New epidemic, same problem

By:

Sep 1, 2022

A mere two years after COVID-19 shut down the country, we were slammed with another public health concern: monkeypox. As of mid-August, there were 14,115 confirmed cases of monkeypox in the US. While the disease burden is not nearly to the same scale as that of COVID-19, the global spread of monkeypox is enough for the WHO to have it declared a global health emergency—the second in two years. 

In fact, we’re seeing a lot of the same issues with monkeypox that made COVID-19 so difficult to contain. Cases are rising, despite limited access to tests and data on its spread. And even though vaccines rolled out far quicker than the COVID-19 vaccine, current supply is not meeting demand. In early August, the FDA approved a plan to split a single monkeypox vaccine dose into five doses, which expands how many people can be treated; however, this will not fully solve the dose shortage, and the manufacturer is worried about the plan’s safety. 

COVID-19 rocked our health care system, highlighting all of its flaws in vivid detail. Now, we’re seeing the fatal flaw of the US health system yet again: we are so focused on treating illnesses as they arise, rather than preventing and containing illnesses, that we are not equipped to tackle a public health crisis of any scale. 

There are many who say that the answer to this problem is investing in public health infrastructure and funneling resources into an already stretched thin public health system.

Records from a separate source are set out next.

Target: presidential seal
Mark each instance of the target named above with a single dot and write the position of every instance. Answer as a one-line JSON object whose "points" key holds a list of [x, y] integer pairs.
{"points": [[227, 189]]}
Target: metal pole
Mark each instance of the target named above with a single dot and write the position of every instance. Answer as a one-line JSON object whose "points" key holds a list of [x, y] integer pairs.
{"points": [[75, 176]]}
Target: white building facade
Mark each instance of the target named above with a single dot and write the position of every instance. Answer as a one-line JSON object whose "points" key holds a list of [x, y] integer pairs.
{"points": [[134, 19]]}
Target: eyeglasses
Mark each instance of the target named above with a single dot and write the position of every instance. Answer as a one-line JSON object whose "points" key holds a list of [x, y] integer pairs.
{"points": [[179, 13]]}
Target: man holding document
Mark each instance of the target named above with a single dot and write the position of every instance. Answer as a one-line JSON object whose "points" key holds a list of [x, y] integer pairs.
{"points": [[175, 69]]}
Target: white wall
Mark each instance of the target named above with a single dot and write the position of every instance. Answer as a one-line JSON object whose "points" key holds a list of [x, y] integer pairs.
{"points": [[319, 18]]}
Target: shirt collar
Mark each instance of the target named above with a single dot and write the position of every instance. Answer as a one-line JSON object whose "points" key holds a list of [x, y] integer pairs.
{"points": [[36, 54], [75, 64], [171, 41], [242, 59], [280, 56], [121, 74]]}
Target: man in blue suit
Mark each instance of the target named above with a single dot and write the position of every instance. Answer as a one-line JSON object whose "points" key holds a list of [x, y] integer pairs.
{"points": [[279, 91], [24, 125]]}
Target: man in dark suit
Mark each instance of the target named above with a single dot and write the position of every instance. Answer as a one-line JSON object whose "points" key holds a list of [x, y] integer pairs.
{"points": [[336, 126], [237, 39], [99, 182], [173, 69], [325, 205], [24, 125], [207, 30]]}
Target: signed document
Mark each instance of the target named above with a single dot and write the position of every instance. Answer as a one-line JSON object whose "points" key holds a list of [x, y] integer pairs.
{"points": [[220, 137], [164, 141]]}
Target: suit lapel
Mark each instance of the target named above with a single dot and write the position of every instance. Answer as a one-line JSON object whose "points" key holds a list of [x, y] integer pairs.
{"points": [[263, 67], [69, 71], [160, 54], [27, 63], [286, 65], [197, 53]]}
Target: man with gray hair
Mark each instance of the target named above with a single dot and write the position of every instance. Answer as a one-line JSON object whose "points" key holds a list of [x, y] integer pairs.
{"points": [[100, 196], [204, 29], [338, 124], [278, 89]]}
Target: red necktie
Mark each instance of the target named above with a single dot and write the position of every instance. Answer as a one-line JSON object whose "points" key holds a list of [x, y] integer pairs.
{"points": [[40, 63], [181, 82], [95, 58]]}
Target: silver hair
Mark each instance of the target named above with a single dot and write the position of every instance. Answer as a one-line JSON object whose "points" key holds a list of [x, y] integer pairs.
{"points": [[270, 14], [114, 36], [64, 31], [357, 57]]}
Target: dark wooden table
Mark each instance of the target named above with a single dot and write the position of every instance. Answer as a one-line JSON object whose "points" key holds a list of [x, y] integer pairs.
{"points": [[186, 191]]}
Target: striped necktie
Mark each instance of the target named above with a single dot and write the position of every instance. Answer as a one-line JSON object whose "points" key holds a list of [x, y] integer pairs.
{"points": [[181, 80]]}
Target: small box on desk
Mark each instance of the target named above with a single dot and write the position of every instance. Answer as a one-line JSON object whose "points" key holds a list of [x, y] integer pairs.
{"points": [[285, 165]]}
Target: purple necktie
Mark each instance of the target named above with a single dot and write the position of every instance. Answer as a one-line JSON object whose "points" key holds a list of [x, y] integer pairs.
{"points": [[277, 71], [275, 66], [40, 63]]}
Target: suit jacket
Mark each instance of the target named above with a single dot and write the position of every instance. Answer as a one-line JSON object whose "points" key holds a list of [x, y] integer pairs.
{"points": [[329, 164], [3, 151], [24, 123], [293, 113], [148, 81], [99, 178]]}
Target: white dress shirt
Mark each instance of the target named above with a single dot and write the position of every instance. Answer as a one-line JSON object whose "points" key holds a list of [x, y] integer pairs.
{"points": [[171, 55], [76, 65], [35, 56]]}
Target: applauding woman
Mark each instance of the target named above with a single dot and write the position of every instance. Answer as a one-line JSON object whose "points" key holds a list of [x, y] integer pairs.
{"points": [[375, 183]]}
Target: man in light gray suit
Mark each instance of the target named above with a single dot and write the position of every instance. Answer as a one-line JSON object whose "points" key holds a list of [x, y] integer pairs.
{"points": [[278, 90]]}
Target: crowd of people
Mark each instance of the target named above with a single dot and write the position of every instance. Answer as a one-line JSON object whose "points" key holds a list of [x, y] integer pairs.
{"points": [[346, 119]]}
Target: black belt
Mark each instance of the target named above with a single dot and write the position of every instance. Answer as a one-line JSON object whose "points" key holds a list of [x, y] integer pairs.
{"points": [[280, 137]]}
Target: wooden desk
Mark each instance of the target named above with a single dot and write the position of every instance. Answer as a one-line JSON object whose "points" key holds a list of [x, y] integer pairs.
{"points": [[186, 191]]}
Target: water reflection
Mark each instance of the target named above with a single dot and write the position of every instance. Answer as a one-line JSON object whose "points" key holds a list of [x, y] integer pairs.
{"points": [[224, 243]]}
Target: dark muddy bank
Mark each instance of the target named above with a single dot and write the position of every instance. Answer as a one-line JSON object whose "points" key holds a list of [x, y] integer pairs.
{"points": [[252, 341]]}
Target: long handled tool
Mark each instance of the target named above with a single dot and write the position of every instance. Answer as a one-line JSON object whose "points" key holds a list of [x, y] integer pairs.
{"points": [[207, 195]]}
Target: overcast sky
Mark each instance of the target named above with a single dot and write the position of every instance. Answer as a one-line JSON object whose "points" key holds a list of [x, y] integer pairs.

As a public health professional, I agree that it’s important to fund public health efforts far beyond the current level. But to say increasing public health investment will put us in a better position to tackle the next public health crisis is a misdiagnosis of the problem. It’s not just a lack of funding that is the issue—the entire health care business model needs an overhaul. 

Business models and the health care system

Business models are comprised of four interdependent elements that, taken together, create and deliver value. Each element of a business model is important in its own right, but the business model is how those four elements interact with each other. 

Figure 1. The four components of a health care business model

The business model of health care in the US is heavily focused on treating illnesses. Many hospitals, often seen as the beacon of the health care system, proclaim they have the medically advanced ways to treat illnesses, with set processes to fulfill that promise. Most health care resources, including money and equipment, go to the goal of revolutionizing medical treatment. This is all wrapped up in a fee-for-service reimbursement model, which incentivizes volume of services provided over the value services create. I previously wrote, during the height of COVID-19, that the health care system’s specific focus on treatment and volume, rather than prevention and value, was a main factor in the country’s struggle in controlling the pandemic. 

Because the health care system focuses so much on treatment, prevention is often ignored and undervalued. Less than 3% of health care spending in the US goes to public health efforts. The business model of health care is so tightly woven around treatment, that a change in only one of the four components (value proposition, resources, processes, and profit formula) is ineffective, because it goes against the core goal of the business itself. Even now, the CDC is changing COVID guidelines to focus less on preventing disease spread and more on treating the illness, showing where the focus of US health care is directed, even in regards to a pandemic. 

What all of the analyses criticizing our public health response seem to be missing is that we need to change the business model of health care. It must be characterized by a model that has the resources, processes, and priorities to tackle emergent public health emergencies before they start or as they start, rather than scrambling to contain them once they get too big. 

Investments in prevention and public health efforts will be a valuable part of a business model overhaul, but it is not enough to simply funnel money into providing prevention-oriented resources. For US health care to be better positioned to address the next pandemic, all four business model elements need to shift to focus on prevention; otherwise these additional resource investments will be fruitless. Without all components of the business model working in lockstep towards the same goal, there will be no return on prevention investments. 

As it stands, the health care system is doomed to repeat its mistakes the next time there is an infectious disease outbreak. Unless there is a transformation in health care’s business model, to prioritize prevention of outbreaks over treatment, this pattern will not be broken. The result, unfortunately, is that we will be living out the definition of insanity – doing the same thing over and over again and expecting a different result.

Jessica is a research associate at the Clayton Christensen Institute for Disruptive Innovation, where she focuses on business model innovation in health care, including new approaches to population health management and person-centered care delivery.